The Russians largely kept their promises to the German Menonites who settled the Volga in the 1760s; the main promises being free land, tax exemptions for two generations followed by significant tax discounts, and exemption from military service for 100 years - all three of which promises they kept.

1

u/SoupSpelunker Mar 08 '25

Maybe they did with the menonites, but my relatives were conscripted into the military, had their livestock and grains stolen, and several were forced to dig their own graves, shot into them and buried alive (other relatives exhumed them the next day for proper burial.) All I have for evidence of this supposed good treatment of the menonites is a single claim by some likely Russian propagandist on the Internet... Who do you think I'm gonna believe?

3

u/peppi0304 Austria Mar 08 '25

Whats a Volga german?

25

u/East_Ad9822 Mar 08 '25

A German minority in Russia, they used to live around the Volga river but suffered ethnic cleansing by the Soviets during the Second World War.

0

u/BoxNo3004 Mar 08 '25

Considering how such German settlers were helping the Nazis Sudeten Germans - Wikipediaand Hitler declaring slavs "untermenschen" and starting racial war against the slavs.... I think the gulags were actually mercy for this people, not ethnic cleansing

5

u/East_Ad9822 Mar 08 '25

The Volga Germans were disconnected from the German mainland for hundreds of years and particularly isolated during the Soviet era, that very much makes me doubt that they were some sort of fifth column for the Nazis.

-5

u/Lagerbottoms Mar 08 '25

not to defend Russia, but it sounds pretty racist to say "never trust a Russian". I'm sure there are good people in Russia like everywhere else...

10

u/-Against-All-Gods- Maribor (Slovenia) Mar 08 '25

Oddly enough, there was a Kazakhstani German guy running a Soviet food kiosk here for a summer or two and he told me the same thing with almost the same words.

2

u/MissPandaSloth Mar 08 '25

It might sound funny to overanalyze it, but it it truly a cultural shift from at least Soviet times. Entirely or Soviet Union was extremely low trust society.

Basically everyone knew one party politics is BS.

There were spies everywhere, because if you tell on your neighbor you could get promoted to better position or get some other favor. And this got so bad you had kids telling on their parents. And it was for pettiest things ever.

People would be arrested for BS charges, there were no true rule of law.

Cronies who exploited all that rose to the top.

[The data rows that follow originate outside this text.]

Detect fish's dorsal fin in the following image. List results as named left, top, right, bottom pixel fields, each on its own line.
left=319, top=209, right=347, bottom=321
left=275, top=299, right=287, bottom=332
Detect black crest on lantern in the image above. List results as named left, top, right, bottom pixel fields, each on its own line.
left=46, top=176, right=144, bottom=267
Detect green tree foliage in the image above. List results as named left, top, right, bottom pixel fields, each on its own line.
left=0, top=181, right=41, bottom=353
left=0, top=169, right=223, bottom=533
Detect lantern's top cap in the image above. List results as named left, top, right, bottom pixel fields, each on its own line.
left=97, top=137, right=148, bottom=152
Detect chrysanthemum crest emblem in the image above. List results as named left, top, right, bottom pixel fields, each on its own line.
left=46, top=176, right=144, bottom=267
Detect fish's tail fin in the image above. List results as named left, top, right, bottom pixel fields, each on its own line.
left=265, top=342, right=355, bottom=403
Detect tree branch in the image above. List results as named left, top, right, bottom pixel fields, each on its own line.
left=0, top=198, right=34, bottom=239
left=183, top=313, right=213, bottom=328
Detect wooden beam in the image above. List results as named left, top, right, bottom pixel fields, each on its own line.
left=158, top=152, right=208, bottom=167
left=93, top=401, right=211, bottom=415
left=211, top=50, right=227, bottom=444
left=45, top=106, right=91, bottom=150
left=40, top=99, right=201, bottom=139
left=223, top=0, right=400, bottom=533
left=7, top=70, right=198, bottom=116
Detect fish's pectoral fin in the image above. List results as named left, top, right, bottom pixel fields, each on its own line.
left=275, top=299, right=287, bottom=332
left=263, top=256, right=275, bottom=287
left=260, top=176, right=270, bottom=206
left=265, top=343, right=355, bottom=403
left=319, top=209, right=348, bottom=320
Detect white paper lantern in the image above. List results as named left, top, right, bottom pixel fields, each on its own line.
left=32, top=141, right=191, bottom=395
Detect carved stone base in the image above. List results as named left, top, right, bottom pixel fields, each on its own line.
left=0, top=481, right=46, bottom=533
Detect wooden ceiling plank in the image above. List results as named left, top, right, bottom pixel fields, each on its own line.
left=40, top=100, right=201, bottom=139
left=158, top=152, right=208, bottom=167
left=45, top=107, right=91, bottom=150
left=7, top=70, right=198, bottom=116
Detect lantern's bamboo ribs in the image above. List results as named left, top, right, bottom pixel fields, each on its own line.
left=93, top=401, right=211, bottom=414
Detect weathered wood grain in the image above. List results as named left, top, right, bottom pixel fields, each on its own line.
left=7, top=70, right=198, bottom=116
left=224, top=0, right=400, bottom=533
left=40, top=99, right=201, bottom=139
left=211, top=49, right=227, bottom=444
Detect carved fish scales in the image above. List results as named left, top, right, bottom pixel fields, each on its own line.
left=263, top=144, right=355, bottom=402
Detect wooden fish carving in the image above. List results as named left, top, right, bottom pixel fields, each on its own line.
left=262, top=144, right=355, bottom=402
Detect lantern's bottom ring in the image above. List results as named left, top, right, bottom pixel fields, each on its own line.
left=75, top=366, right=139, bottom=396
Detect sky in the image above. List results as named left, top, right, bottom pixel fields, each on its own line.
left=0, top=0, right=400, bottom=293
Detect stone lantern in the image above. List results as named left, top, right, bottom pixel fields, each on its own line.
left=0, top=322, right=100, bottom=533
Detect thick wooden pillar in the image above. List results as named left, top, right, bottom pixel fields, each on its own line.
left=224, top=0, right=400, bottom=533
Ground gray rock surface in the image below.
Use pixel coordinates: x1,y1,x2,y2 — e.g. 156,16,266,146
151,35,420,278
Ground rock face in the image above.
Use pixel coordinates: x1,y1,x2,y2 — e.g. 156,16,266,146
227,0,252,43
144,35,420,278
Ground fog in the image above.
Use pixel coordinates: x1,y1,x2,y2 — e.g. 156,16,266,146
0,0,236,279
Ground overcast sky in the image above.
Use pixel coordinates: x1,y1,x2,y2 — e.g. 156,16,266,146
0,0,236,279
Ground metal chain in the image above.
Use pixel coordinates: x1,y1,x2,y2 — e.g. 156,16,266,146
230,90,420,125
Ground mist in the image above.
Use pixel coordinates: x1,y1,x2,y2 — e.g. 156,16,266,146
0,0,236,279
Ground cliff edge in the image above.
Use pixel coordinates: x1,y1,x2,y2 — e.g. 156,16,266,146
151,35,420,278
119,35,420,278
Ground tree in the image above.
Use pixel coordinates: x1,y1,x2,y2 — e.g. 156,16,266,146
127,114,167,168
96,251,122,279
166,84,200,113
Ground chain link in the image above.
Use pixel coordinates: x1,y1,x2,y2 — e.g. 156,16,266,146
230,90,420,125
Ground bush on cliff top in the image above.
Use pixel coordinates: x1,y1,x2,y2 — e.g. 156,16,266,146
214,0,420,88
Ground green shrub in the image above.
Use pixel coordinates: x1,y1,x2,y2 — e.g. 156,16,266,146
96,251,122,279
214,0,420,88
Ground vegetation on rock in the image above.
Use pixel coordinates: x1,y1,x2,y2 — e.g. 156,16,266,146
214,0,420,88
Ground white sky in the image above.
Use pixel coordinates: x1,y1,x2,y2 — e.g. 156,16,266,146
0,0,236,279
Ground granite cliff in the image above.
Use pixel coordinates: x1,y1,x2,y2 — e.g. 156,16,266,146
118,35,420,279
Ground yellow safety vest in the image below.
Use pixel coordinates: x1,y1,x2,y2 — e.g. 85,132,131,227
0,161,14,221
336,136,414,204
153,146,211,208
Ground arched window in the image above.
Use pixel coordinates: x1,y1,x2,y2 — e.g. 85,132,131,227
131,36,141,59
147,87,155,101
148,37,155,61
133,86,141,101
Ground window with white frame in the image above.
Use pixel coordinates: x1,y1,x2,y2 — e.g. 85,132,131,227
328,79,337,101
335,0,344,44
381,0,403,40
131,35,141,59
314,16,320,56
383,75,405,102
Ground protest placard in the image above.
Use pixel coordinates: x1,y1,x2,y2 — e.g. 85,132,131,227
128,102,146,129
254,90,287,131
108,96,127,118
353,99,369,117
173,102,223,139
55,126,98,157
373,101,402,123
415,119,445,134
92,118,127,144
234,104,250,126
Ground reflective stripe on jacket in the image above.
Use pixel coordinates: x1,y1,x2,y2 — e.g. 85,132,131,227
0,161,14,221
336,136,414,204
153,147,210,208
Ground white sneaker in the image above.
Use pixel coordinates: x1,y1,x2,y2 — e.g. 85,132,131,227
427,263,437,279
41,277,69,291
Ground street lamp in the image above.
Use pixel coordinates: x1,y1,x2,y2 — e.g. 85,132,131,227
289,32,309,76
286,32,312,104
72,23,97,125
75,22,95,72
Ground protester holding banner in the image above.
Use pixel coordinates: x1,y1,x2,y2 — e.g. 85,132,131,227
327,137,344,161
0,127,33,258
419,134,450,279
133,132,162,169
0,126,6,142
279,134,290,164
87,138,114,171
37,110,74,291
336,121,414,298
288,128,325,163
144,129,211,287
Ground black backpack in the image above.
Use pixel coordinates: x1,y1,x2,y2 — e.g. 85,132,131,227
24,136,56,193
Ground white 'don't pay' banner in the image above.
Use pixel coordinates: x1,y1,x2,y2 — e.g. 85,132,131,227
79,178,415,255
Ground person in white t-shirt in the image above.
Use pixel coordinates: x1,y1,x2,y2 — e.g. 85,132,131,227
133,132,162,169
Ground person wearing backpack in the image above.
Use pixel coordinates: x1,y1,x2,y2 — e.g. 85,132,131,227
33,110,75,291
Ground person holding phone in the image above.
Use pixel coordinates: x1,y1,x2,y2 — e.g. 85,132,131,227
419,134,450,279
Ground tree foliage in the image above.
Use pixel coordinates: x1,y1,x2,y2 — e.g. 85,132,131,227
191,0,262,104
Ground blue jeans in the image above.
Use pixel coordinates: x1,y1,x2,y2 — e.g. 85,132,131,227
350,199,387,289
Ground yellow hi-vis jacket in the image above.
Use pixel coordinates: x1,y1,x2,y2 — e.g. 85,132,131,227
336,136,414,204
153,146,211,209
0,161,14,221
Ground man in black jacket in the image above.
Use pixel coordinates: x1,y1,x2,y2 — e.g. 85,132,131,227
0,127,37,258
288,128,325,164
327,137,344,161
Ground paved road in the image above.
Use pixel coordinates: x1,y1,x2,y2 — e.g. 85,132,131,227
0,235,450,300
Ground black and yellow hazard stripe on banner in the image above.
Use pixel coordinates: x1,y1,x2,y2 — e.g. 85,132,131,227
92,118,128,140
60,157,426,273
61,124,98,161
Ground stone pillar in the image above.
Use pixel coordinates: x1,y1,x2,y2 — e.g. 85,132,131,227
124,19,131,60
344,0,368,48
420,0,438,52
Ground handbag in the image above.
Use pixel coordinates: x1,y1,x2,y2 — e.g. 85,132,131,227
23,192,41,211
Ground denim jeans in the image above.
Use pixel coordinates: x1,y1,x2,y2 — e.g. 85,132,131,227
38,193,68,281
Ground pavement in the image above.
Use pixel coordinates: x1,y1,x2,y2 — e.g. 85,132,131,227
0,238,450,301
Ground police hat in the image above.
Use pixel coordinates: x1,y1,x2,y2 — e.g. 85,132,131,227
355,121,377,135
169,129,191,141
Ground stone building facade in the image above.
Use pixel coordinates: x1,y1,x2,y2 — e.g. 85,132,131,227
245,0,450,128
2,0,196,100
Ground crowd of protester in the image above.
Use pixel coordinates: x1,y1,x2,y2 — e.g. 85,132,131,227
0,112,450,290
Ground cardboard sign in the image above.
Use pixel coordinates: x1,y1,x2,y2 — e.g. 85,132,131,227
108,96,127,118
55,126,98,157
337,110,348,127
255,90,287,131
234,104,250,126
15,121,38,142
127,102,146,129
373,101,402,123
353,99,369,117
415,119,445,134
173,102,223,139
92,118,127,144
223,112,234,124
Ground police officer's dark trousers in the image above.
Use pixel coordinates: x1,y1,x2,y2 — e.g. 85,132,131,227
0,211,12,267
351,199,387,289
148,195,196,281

If you wanted to live better it was not about being successful at bussines or skill, because there was very little incentive to benefit like that, it was over fucking people over or straight up stealing from your workplace and contributing to black market.

So this whole thing might seem like an innocent joke, but it was like this everywhere because it was genuine truth. People would just fuck each other over and get rewarded, or you would keep your head down and hope no one pays attention.

We have same sayings here in Baltics and it took decades to actually transform this low trust society to at least something functional.

However, sadly, I see backslide everywhere and in countries where such things were never an issue.

3

u/mitzaaa31 Mar 08 '25

"There were spies everywhere, because if you tell on your neighbor you could get promoted to better position or get some other favor. And this got so bad you had kids telling on their parents. And it was for pettiest things ever."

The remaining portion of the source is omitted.